Everything about punching is geared toward larger bass. Tharp uses a 7’11” extra-heavy action rod, 40 to 65-pound braided line, a sinker weighing between ½ and 2 ½ ounces, and a flatter, beaver-style lure that imitates either a bluegill or a crawfish, rigged with a straight shank 4/0 flipping hook.
“Years ago, we used heavy jigs for this style of fishing,” continues the Yamaha Pro, but today there are special skirts, known as ‘punching skirts,’ designed to fit on your sinker, so the lure maintains a bulky, compact appearance but is totally weedless and more efficient.
“I like to use the lightest sinker I can, but if it doesn’t punch cleanly through the canopy, I won’t hesitate to change to a heavier weight. I want my lure to go straight through the cover immediately, not get snagged or stopped by anything. Even though I don’t believe these bass are as spooky as other fish normally are, I still want my presentation as quiet as possible.”
Tharp normally lets his lure fall straight to the bottom, then pulls it up to the underside of the canopy and shakes it. In warm water, he only shakes the lure for a few moments before reeling in for another presentation, but in colder water he may leave his lure in place for as long as a minute.
“Your first bass normally tells you where they are under the canopy, and how they want your lure,” he explains. “Sometimes the fish position themselves right underneath the canopy, but other times they’re holding on the bottom. This can change, too, between early morning when the water is cooler and late afternoon when it’s often several degrees warmer.”
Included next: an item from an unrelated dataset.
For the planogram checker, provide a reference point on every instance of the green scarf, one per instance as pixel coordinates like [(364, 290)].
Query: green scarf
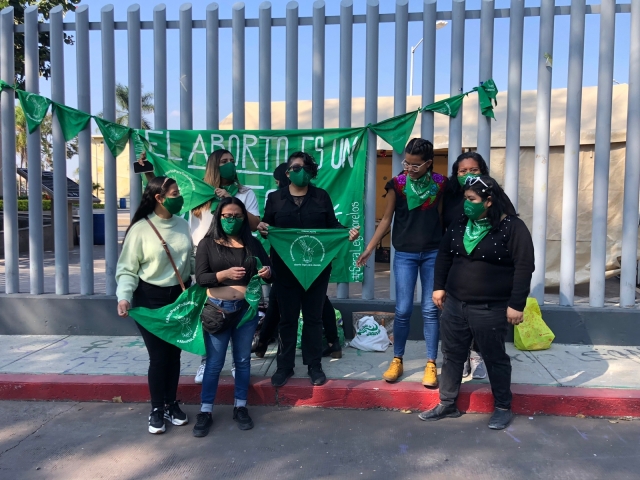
[(474, 233), (420, 190)]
Tharp catches the majority of his bass this way in water less than five feet deep, but he’s caught them as deep as 20 feet, even though matted vegetation covered the surface. When he won the 2013 Forrest Wood Cup® championship held on Louisiana’s Red River, he punched hyacinth mats and caught bass in less than a foot of water.
Unquestionably, one key to Tharp’s success using the punching presentation is tying a snell knot on his hook. It takes a few seconds longer to tie, but this particular knot creates a cam-like action that springs the hook upward practically 90 degrees so it more easily penetrates the roof of the fish’s mouth. Not many tournament pros use the punching presentation, but when they do, they use a snell knot for this reason.
“I don’t think there is a lake in the country where this technique won’t work if you can find some type of cover that forms an actual canopy on the surface,” concludes the Yamaha Pro. “I have even caught bass on Table Rock, one of the clearest lakes I’ve ever fished. In a little cove I found a mat of floating debris the waves had washed up against a rocky shoreline.
“We usually call it ‘sawdust,’ because it’s a thin mixture of pollen, leaves, sticks, whatever floats. On my first punching presentation, I caught a 4½ pounder, so you know fish will move to that type of cover whenever they can find it.”